Northfield, Minnesota
July 31, 2012

This species exhibits extreme dimorphism between the genders. In fact, the males and females are so differently shaped and differently patterned, that they were, early on,  thought to be different species. Even the number of bands, from which the species name is derived, is different. These morphological differences didn’t arise solely by chance but are due in part to function. The male, as is the case for most waps, exists only for mating. The female, on the other hand, does most of the work. And her work includes digging, tunneling actually. Thus the stout shape of the female, and the more robust legs. These particular wasps parasitize the grubs of June beetles. To get at these large white grubs, the female digs down to the grub, paralyzes it with a sting, then lays its egg. How the wasp locates the grubs is a bit of a mystery, though it seems likely it would be by scent. After the wasp egg hatches, the larva consumes its host and then pupates, underground where the grub was discovered. The pupae overwinters and emerges the following summer, completing the cycle.

Northfield, MinnesotaJuly 31, 2012
Northfield, Minnesota
July 31, 2012

The legs of the long and slender males are yellow and slim, by comparison to the stout, hairy digging tools of the female. Their antennae are long and black, almost decorative.  And their yellow abdominal bands are narrow. The males also sport an upturned hook at the end of their abdomen that looks rather wicked; even though the males are unable to sting, this “pseudostinger” is actually used for coupling during mating.

THE BOOKS

I first learned of this species in Eric Grissell’s Bees, Wasps, and Ants: The Indispensable Role of Hymenoptera in Gardens (Timber Press, 2010). This really is a wonderfully generous introduction to this diverse order of insects, rich in illustrations and information.

After encountering this wasp in the field, I began to look for more information, especially local information that would aid in identification. A vast source of entomological information for Minnesota can be found at the website for the Insects of Cedar Creek, the result of years and years of collecting and identification labor by the late John Haarstad at the University of Minnesota’s Cedar Creek Ecosystem Science Reserve.

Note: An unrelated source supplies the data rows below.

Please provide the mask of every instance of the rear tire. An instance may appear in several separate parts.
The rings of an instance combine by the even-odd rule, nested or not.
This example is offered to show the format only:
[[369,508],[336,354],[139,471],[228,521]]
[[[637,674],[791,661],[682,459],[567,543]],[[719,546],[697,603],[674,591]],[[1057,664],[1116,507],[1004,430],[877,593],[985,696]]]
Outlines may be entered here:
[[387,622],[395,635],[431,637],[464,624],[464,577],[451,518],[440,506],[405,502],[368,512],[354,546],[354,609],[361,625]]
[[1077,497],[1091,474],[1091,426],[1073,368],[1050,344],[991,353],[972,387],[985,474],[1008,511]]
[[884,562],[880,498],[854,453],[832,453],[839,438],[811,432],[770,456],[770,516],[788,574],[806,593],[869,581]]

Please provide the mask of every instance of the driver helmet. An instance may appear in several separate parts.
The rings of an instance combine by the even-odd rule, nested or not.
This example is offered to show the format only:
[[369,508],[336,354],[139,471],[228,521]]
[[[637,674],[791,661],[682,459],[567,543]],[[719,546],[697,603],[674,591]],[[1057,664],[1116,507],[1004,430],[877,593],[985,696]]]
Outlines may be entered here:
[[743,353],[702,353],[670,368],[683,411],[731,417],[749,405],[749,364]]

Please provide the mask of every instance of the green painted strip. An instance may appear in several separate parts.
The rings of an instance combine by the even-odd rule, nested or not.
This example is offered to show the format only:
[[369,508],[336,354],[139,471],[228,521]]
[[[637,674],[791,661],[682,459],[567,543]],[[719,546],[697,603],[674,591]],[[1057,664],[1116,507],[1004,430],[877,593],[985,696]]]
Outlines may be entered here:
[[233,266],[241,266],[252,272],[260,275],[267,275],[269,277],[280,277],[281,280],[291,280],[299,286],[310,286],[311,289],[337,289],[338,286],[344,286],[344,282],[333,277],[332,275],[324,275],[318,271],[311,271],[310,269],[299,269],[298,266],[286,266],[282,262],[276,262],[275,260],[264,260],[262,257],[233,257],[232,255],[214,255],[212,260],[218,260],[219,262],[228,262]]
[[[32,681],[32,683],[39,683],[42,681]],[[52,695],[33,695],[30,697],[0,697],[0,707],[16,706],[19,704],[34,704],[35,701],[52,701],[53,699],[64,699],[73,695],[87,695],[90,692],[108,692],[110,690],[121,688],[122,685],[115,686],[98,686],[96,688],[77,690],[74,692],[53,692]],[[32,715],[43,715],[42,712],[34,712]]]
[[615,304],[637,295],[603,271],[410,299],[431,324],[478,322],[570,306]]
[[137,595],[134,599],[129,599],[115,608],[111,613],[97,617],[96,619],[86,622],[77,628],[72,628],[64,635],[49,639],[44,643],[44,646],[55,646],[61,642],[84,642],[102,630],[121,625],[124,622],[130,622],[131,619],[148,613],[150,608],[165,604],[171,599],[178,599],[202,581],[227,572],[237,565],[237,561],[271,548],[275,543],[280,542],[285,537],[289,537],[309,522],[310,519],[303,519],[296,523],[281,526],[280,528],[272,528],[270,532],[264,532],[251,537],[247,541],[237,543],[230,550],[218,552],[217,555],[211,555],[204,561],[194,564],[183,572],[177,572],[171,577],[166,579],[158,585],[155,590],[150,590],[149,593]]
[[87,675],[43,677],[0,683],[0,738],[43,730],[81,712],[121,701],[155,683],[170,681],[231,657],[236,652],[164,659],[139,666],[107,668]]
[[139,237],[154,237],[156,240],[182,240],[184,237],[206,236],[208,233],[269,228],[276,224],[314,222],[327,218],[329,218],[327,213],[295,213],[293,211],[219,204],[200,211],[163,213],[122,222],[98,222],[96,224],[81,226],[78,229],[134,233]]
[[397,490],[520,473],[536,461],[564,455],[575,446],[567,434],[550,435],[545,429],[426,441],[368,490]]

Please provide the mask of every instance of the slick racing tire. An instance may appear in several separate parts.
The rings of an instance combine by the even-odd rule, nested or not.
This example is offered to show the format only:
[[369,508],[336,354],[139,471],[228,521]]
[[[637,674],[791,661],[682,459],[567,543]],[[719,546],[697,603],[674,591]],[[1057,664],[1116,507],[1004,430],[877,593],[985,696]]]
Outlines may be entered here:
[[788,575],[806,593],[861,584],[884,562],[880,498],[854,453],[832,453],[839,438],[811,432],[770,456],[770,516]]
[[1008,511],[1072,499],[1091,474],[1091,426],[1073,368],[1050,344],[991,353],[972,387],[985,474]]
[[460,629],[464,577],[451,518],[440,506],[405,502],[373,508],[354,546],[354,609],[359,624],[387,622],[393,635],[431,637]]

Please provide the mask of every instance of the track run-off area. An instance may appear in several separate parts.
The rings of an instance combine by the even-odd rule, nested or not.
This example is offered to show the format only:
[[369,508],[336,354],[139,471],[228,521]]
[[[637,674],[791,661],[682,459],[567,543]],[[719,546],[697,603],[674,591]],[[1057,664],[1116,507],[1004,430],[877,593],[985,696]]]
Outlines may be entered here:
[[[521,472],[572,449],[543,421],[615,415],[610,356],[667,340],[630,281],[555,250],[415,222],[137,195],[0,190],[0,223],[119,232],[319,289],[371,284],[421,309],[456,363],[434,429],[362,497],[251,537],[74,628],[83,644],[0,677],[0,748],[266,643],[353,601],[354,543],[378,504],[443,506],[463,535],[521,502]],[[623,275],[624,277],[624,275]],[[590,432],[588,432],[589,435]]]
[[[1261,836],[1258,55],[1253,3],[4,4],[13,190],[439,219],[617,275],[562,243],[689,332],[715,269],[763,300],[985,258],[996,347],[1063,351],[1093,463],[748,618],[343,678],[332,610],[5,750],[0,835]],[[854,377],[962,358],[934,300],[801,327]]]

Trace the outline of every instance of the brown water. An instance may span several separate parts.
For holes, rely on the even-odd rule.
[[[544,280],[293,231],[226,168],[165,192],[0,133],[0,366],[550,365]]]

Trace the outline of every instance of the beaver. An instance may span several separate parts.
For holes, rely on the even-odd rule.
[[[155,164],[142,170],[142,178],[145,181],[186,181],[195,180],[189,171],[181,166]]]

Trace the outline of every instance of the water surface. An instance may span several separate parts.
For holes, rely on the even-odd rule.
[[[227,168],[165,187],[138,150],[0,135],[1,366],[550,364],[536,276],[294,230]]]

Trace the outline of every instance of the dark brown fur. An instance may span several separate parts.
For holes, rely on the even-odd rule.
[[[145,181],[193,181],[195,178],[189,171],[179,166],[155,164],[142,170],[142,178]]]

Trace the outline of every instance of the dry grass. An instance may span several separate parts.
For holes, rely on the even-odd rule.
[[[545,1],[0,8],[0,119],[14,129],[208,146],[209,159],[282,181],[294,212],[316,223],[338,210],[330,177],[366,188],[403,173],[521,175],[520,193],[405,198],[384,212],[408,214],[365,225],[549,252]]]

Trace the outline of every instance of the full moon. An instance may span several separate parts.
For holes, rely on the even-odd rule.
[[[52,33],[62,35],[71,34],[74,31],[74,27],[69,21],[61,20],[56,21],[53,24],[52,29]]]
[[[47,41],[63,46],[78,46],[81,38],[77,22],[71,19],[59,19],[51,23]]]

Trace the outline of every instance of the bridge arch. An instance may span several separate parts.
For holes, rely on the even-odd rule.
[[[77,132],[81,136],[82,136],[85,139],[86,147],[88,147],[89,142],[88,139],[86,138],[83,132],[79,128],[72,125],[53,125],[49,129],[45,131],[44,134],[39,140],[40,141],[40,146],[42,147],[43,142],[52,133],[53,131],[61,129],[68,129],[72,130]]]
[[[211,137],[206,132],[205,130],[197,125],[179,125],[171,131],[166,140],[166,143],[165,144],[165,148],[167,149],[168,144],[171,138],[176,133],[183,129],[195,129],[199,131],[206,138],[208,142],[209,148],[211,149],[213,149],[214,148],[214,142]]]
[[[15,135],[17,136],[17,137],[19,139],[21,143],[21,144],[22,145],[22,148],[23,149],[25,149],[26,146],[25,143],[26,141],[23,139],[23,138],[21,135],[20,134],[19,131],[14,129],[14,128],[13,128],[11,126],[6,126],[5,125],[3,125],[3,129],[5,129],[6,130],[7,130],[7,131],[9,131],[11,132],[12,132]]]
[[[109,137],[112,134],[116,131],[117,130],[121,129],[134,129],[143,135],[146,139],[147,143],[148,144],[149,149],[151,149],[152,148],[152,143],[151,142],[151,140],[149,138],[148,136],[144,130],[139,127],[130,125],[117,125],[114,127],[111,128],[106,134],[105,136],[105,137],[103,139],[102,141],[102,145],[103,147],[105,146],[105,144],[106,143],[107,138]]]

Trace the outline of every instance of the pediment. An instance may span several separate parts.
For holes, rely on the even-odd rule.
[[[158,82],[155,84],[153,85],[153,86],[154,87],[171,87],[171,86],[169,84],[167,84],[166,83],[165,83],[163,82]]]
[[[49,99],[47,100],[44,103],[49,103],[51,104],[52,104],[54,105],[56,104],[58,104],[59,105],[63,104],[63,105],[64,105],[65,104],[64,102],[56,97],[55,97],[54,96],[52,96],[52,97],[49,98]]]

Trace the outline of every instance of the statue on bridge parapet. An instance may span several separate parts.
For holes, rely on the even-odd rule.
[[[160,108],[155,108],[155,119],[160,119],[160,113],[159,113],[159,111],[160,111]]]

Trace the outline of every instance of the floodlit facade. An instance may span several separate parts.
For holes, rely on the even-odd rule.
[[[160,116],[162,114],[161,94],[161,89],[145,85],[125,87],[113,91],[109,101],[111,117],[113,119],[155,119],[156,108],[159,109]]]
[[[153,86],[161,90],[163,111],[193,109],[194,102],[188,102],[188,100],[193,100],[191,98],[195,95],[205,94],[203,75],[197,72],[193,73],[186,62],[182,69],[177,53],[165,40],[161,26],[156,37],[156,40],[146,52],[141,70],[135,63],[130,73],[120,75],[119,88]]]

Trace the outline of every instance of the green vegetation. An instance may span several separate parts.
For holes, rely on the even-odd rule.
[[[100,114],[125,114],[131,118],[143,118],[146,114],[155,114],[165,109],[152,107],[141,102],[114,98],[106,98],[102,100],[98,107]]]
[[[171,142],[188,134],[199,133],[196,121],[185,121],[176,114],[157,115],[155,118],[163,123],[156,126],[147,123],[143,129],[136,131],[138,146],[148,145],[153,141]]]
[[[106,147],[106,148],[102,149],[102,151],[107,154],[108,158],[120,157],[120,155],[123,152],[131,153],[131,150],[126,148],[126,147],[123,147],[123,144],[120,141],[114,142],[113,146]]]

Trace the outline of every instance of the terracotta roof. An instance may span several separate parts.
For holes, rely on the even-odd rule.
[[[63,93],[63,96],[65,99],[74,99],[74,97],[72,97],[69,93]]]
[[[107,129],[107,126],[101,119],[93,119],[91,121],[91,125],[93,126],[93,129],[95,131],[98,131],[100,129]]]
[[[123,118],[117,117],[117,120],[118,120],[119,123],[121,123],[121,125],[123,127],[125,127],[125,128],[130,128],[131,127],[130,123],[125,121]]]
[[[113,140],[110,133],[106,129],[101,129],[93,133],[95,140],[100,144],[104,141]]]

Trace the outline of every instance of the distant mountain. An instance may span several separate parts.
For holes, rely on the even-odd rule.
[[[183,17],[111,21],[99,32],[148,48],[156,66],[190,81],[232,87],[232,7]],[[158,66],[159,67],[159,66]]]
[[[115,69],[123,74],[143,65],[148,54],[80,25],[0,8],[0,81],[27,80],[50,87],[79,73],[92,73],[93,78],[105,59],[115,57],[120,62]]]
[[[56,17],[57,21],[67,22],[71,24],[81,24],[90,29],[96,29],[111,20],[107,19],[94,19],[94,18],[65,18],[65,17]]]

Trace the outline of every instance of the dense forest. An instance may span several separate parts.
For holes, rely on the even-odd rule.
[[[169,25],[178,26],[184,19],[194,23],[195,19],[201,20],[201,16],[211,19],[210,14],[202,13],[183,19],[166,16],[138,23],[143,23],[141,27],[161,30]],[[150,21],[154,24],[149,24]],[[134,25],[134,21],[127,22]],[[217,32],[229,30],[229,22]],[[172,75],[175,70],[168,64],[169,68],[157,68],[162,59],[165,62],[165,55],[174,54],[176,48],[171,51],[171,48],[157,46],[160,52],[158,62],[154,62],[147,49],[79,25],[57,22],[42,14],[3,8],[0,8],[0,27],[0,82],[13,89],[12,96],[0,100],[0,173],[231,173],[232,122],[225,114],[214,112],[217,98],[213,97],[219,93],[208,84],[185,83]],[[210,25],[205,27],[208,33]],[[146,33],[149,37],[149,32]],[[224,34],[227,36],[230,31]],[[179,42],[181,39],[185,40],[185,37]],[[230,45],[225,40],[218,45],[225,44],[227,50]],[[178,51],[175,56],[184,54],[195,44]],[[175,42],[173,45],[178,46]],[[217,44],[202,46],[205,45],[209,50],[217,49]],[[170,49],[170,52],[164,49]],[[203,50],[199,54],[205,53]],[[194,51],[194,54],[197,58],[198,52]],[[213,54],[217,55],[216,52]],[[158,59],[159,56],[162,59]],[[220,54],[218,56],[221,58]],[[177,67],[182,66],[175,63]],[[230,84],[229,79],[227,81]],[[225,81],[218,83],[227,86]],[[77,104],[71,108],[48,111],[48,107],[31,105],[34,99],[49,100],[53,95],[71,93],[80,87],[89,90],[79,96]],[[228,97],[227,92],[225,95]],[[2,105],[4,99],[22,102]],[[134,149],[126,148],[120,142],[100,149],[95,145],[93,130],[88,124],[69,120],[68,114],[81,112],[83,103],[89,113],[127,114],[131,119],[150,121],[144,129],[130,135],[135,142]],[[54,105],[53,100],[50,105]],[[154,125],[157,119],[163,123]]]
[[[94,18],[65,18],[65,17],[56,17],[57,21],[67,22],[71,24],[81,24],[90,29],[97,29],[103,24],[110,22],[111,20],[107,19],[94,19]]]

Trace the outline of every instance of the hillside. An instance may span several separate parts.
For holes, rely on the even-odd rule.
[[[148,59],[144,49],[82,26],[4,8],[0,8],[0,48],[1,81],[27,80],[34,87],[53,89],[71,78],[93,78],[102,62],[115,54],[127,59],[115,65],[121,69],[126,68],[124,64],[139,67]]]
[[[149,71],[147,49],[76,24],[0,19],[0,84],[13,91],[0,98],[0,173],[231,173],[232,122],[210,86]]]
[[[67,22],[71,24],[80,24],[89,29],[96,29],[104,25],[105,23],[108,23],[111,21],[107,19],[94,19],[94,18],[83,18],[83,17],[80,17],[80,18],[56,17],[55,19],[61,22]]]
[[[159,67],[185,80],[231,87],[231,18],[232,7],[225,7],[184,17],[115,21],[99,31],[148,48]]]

Less comprehensive, but fascinating as a historical reference, is my tattered copy of The Hymenoptera of Minnesota by F. L. Washburn. Because so many of the names have changed since its publication in 1919 and because most of the illustrations are borrowed from a natural history survey of Connecticut, this books is only the least bit useful as a guide to identification, unless you already know what you are looking for, for only then does it become interesting to see if this species was reported a century ago. In addition, my particular copy happens to be an interesting association copy, as it is signed by the author, “With the Compliments of the author,” above the embossed name Alvin R. Cahn. Cahn, the previous owner of my copy, turns out to be Dr. A. R. Cahn of the University of Illinois. Sigurd Olson, in a letter to Aldo Leopold dated October 14, 1930, mentions working with Dr. Cahn “on a parisitology [sic] investigation. We spent most of the summer in Ontario. We also made a survey of the birds of the Quetico.”

So, from a few minutes observing and photographing a wasp last summer, not only was I able to learn more about this interesting wasp, but I was also able to follow a book from its beginnings in the hands of the author, given as a gift nearly a full century ago, and placed into the library of a scientist associated with other important naturalists, then from there, through the digital magic of an online used bookstore, the book arrives and falls open upon my writing desk, page 206 to be exact, at the image of Myzine sexcincta, which I believe to be an early psuedonym for the wasp we are considering here.

One wonders where this book might be a hundred years from now? Hard to say. The wasps, however, will still be by the river, prowling goldenrod blooms, hunting subterranean grubs.